Mount the IR sensors at the front of the robot. They should be placed about 1-2 cm apart and roughly 5mm above the ground. If they are too high, they won't detect the line; if they are too low, they might scrape the floor.

Step 3: Wiring

Place the Arduino and Motor Driver on top of the chassis. Use a breadboard or direct jumper wires to connect the components according to the circuit logic mentioned above. Use a cable tie to organize the wires so they don't interfere with the wheels.

Step 4: Creating the Track

Use black electrical tape on a light-colored floor. Start with a simple oval shape with wide curves. Avoid sharp 90-degree angles initially, as basic line followers struggle with very tight turns.

Calibration and Testing

Once the robot is on the track, you may notice it "jitters" or moves too fast. You can calibrate the sensitivity of the IR sensors using the small potentiometers (the blue knobs) located on the sensor modules. Turn them until the onboard LED triggers only when the sensor is over the black tape.

If the robot is too fast, you can use analogWrite() in your code instead of digitalWrite() for the motor pins to reduce the speed and increase the accuracy of the turns.
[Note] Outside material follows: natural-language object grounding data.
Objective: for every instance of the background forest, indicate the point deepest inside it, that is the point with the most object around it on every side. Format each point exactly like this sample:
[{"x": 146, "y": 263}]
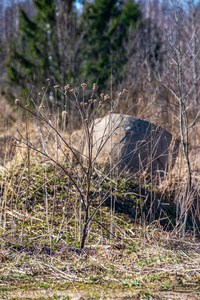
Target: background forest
[
  {"x": 137, "y": 45},
  {"x": 65, "y": 219}
]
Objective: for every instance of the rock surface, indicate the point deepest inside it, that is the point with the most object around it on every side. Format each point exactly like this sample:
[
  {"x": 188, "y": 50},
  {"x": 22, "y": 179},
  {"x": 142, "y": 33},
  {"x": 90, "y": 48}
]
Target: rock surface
[{"x": 131, "y": 143}]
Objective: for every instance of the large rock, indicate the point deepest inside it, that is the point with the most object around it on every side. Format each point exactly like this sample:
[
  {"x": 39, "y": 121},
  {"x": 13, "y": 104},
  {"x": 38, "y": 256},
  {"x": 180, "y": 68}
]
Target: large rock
[{"x": 131, "y": 143}]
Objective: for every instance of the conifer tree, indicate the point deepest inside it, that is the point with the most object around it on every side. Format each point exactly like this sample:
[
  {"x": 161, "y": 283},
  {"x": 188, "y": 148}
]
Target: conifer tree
[
  {"x": 107, "y": 25},
  {"x": 37, "y": 53}
]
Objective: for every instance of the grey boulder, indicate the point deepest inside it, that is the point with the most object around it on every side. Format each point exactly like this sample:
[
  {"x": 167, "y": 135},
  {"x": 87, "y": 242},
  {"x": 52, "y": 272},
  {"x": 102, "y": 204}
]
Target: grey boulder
[{"x": 131, "y": 144}]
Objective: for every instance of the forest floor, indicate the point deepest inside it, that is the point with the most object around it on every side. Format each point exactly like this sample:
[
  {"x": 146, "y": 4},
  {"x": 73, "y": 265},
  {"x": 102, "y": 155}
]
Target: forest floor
[{"x": 137, "y": 260}]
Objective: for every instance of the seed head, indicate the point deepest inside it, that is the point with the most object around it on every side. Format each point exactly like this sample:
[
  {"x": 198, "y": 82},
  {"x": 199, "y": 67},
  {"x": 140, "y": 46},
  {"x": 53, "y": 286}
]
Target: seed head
[
  {"x": 67, "y": 87},
  {"x": 94, "y": 87},
  {"x": 106, "y": 97},
  {"x": 41, "y": 106},
  {"x": 83, "y": 85}
]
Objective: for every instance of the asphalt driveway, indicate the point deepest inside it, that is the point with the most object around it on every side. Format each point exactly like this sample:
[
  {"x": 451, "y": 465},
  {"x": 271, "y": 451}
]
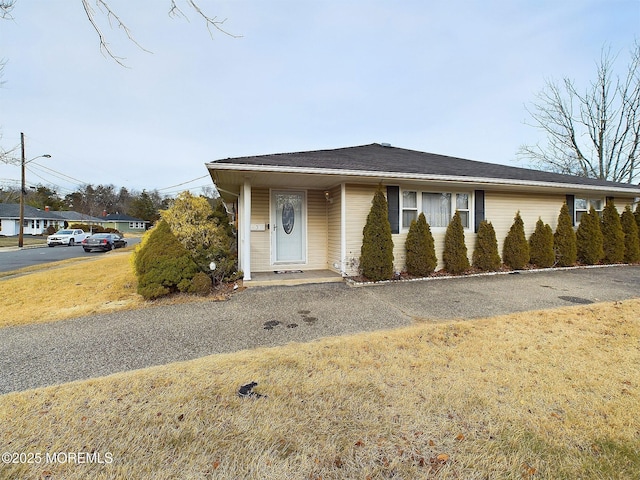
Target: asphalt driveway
[{"x": 38, "y": 355}]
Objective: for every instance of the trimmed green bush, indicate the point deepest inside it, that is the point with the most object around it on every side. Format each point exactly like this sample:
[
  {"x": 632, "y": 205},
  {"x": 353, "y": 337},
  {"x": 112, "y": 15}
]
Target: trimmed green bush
[
  {"x": 589, "y": 238},
  {"x": 612, "y": 234},
  {"x": 564, "y": 240},
  {"x": 631, "y": 238},
  {"x": 541, "y": 252},
  {"x": 515, "y": 251},
  {"x": 455, "y": 257},
  {"x": 485, "y": 256},
  {"x": 162, "y": 264},
  {"x": 421, "y": 251},
  {"x": 376, "y": 253}
]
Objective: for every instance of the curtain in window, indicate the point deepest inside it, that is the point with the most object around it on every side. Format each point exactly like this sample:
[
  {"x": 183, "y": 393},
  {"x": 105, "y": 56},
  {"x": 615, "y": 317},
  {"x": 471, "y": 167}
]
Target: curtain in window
[
  {"x": 409, "y": 208},
  {"x": 437, "y": 208}
]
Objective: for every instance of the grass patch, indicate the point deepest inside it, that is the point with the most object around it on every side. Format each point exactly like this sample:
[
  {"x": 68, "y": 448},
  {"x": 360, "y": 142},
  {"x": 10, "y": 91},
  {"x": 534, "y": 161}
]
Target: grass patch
[
  {"x": 550, "y": 394},
  {"x": 67, "y": 289}
]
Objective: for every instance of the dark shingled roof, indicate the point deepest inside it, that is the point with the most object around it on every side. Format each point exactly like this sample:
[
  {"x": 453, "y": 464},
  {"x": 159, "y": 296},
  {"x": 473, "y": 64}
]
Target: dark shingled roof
[
  {"x": 383, "y": 158},
  {"x": 121, "y": 217}
]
Future Improvements for Goods Transportation

While this basic model proves the concept, you can upgrade it for real-world use:

• PID Control: Implement Proportional-Integral-Derivative control in your code for smooth, fluid movement rather than jerky corrections.
• Ultrasonic Sensors: Add an HC-SR04 sensor to the front to detect obstacles (like people or boxes) and stop automatically to prevent collisions.
• Load Platform: Build a flatbed or a basket on top of the chassis to securely hold packages.
• Wireless Control: Add a Bluetooth or Wi-Fi module to start and stop the AGV from a smartphone app.

Conclusion

Building a line follower AGV is a rewarding project that bridges the gap between simple hobby electronics and industrial automation. By following this guide, you have created a machine capable of navigating an indoor environment autonomously. With further refinement and the addition of obstacle detection, your robot can become a highly efficient tool for transporting goods in any indoor setting.